At least Can It Happen Here? Authoritarianism in America (Dey St., 481 pages, $17.99) frames the subject as a question rather than a conclusion. The book, edited by former Obama adviser Cass R. Sunstein, collects essays by scholars and journalists asking whether America may soon give up on democracy and plump for authoritarianism. Most entries are measured and civil in tone, although those that respond affirmatively concentrate almost exclusively on Mr. Trump’s statements rather than his actions.
As with any collection of essays on a common political topic, one can walk away from Sunstein’s powerful political anthology won over by the optimists or the pessimists. Different readers may be persuaded that things will work out for the best, that the situation is desperate and unraveling, or that this is, simply, a shameful but temporary experience that—if history is any indicator—we will come to regret and forget.
Where does this leave us with respect to Donald Trump? Sunstein smartly doesn’t answer the question directly — instead teasing out various hypotheticals with some similarities to our current concerns.

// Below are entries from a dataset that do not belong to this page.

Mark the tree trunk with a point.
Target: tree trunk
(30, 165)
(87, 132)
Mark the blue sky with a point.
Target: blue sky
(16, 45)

Like almost any essay collection, this one is uneven, but the best of the entries rouse the reader to think carefully and deeply about the prospects for American authoritarianism.
Although most of the essayists are moderately sanguine about our survival, most see a pathway that a patient autocrat could take to delete and/or attenuate key Constitutional provisions—especially those most precious freedoms of speech and the press. Cautionary pieces well-informed by history, legal theory, and patriotism, all bubbling in a cauldron of anxiety.